Not a case of a writer seeing the unseen,
or finding a world that always existed
only to conquer it

but

just a routine
de-scaling, a mundane but nearly
impossible process: be happy
with what you’re given.

So there’s to be no solution to the mystery but the nearly impossible process of acceptance. In “Breast Ironing,” “she” can accept the callowness of the “five frat brothers,” for “they knew little of the tricks/and mysteries to a woman’s body.” Can they (or we) ever know of those tricks and mysteries, especially with the multiple suggestions of the word “tricks”? You will, oh man, be tricked, nor will you ever learn the trick to understanding, the tricks of the relationship trade.

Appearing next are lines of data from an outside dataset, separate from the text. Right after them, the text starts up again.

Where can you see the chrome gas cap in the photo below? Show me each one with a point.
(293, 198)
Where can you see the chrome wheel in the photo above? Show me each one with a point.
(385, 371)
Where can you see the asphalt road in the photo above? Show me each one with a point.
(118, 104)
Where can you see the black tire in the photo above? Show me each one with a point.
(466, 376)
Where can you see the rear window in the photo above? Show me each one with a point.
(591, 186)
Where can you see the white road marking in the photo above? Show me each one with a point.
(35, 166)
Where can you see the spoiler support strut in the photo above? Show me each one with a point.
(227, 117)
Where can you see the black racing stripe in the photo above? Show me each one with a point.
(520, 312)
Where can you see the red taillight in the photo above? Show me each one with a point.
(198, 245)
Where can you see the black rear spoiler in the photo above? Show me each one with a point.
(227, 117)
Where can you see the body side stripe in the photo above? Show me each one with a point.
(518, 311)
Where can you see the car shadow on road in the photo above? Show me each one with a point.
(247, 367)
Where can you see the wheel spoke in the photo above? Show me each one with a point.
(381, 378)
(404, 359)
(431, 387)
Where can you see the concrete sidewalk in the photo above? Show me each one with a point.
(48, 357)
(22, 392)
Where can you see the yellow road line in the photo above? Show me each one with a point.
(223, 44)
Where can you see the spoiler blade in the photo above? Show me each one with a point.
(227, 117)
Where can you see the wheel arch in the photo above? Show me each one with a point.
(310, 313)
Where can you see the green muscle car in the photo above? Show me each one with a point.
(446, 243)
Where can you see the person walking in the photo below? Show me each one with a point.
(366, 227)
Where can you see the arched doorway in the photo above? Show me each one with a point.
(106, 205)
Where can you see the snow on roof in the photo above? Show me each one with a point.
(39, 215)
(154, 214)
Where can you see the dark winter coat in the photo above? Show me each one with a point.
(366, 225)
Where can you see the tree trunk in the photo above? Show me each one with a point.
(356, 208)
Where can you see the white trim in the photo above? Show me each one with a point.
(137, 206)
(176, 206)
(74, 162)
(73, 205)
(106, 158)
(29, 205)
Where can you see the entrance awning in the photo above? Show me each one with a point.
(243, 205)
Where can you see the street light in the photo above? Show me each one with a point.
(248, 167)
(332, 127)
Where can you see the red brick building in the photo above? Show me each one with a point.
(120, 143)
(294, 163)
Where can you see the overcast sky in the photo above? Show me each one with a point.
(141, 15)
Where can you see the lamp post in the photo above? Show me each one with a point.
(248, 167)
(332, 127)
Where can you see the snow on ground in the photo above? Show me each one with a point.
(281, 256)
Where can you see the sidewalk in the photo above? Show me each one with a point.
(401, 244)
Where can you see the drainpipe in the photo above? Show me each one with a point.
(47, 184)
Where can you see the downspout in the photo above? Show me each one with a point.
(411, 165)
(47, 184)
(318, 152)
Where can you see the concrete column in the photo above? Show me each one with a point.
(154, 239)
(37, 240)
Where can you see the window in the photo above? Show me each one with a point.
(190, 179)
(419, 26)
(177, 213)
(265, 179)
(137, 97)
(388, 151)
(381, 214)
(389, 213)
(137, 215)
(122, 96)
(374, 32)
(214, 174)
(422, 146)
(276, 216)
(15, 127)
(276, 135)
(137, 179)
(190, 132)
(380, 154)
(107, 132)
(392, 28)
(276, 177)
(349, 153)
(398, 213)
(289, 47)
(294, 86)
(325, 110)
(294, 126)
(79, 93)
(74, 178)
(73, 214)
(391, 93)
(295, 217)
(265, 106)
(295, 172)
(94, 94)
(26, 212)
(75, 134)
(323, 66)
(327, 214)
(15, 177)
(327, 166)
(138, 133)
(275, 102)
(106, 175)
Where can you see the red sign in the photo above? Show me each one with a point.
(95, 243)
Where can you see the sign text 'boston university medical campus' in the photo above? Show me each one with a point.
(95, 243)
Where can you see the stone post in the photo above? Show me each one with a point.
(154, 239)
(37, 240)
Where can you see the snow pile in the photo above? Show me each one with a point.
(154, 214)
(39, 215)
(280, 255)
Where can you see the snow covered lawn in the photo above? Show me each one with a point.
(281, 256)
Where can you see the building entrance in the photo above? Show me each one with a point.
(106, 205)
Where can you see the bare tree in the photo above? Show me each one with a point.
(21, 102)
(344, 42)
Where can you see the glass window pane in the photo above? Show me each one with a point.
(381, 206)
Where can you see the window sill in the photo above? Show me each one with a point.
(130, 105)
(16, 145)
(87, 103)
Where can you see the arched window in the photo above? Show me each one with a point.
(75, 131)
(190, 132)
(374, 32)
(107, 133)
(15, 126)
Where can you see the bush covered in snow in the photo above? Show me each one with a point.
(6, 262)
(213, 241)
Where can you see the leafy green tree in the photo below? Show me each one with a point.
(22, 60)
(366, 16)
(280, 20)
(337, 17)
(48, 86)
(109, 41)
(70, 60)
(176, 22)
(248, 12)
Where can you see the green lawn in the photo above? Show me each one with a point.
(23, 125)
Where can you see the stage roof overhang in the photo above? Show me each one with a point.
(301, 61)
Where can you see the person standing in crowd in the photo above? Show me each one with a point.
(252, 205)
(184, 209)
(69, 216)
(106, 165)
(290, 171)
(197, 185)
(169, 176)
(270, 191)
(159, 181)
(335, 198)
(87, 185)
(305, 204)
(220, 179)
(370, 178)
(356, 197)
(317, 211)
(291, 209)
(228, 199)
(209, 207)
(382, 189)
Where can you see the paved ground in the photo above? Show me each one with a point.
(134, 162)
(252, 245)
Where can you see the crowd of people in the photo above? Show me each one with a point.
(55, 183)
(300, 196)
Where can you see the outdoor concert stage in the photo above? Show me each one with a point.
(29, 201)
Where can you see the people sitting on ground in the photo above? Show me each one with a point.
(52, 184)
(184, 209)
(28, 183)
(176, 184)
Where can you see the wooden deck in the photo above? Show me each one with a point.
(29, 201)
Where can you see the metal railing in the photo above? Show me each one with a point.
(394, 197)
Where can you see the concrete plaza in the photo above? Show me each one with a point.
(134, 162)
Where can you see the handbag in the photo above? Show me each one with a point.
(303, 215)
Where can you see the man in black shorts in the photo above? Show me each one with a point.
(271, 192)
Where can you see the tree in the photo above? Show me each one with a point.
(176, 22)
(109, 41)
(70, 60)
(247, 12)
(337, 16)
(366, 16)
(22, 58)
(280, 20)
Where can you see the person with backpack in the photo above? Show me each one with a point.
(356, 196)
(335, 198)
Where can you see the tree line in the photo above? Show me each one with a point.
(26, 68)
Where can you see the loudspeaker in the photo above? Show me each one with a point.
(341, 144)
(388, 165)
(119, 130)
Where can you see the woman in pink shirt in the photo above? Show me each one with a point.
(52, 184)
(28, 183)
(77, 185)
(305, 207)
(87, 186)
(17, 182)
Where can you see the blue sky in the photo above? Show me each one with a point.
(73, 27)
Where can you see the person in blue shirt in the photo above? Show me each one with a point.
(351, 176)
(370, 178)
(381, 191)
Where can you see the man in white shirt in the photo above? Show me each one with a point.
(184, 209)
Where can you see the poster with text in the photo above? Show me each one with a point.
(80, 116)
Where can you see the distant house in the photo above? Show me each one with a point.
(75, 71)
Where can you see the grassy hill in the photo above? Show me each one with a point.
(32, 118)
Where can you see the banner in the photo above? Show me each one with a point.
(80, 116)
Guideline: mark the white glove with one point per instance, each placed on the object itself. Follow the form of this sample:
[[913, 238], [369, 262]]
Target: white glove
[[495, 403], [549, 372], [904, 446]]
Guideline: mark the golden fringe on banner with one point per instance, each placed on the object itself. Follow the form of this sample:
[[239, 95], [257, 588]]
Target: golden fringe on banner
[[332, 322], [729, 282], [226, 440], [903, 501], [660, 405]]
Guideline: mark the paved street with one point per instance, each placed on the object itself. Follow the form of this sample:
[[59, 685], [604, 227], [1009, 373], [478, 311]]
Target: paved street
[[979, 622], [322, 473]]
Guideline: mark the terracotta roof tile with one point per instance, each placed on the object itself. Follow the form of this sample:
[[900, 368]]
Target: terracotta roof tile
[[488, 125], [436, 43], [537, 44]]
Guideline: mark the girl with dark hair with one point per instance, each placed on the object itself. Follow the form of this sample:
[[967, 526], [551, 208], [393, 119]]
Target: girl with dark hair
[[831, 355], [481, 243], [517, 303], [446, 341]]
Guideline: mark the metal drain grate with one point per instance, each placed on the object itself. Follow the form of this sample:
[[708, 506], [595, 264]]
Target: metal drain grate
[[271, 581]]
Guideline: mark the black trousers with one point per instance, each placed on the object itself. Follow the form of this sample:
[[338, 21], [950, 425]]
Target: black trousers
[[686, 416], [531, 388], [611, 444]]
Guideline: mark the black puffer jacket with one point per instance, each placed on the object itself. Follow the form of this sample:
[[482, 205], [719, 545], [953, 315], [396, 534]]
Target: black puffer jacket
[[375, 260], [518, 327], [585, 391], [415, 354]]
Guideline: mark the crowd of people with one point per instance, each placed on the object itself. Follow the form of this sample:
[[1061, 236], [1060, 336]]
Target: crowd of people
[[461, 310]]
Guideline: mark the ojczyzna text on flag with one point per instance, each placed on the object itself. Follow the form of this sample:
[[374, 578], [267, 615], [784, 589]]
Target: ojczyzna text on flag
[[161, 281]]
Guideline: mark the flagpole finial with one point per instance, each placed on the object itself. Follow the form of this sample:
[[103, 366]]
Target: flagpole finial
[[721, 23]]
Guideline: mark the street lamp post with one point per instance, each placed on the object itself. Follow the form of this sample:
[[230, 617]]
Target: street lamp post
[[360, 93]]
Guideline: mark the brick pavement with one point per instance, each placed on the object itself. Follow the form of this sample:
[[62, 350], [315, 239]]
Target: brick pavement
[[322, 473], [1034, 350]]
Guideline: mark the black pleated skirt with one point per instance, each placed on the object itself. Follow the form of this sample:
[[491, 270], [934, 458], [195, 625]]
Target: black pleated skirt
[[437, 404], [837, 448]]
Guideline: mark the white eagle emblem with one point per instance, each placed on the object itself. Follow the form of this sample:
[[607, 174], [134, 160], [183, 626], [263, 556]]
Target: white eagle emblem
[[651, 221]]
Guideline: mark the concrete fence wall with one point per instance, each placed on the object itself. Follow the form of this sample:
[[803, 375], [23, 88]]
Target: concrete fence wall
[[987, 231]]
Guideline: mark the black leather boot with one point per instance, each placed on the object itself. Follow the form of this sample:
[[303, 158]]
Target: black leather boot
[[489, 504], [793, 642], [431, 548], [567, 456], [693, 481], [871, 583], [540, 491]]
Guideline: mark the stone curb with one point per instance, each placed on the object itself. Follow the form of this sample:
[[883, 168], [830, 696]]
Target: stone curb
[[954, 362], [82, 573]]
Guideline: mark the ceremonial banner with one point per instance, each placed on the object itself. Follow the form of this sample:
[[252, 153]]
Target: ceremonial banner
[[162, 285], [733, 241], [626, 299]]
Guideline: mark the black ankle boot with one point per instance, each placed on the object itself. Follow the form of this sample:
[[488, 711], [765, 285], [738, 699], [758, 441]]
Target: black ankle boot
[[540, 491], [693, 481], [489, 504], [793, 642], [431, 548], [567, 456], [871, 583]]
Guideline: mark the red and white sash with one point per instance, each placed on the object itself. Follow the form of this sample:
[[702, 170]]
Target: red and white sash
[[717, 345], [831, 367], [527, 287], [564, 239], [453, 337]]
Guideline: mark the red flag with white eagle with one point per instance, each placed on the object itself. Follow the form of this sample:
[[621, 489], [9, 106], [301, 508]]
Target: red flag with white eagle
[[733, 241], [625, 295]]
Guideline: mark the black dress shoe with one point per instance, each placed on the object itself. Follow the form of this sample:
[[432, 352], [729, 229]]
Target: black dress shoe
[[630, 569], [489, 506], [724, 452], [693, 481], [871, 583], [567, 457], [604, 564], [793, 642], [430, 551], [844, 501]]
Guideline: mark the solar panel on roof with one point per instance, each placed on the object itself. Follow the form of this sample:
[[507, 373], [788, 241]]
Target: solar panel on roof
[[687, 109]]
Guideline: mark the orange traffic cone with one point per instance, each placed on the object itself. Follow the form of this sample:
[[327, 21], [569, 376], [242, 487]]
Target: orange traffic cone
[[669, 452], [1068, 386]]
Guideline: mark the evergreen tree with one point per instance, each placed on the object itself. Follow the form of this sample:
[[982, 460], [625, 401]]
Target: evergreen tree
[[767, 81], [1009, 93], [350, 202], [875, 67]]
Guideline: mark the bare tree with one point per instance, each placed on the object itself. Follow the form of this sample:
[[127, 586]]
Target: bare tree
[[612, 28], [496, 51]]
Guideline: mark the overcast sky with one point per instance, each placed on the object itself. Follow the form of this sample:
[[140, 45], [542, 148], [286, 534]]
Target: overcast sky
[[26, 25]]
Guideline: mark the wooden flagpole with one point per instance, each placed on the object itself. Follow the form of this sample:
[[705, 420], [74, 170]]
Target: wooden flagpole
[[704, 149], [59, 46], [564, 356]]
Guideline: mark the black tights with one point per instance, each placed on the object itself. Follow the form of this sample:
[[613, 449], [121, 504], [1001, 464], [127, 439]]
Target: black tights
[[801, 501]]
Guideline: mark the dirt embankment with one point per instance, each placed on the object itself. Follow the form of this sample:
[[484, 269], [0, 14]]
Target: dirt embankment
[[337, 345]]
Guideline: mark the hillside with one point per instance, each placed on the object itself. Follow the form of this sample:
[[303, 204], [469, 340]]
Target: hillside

You will be deceived, but the magic abounds; you should work towards acceptance, however nearly impossible.
The drive is straight through a huge metaphorical day, during which one must “Descend, look for another way in,” gather “a necessary collection/of concentrations,” until the hour of Reckoning:

At 4 a.m.,
I am stormed, drenched
in our insatiable symbiosis.

Reading the subtle lyrics of this book, we can hope to be thus drenched—and with acceptance.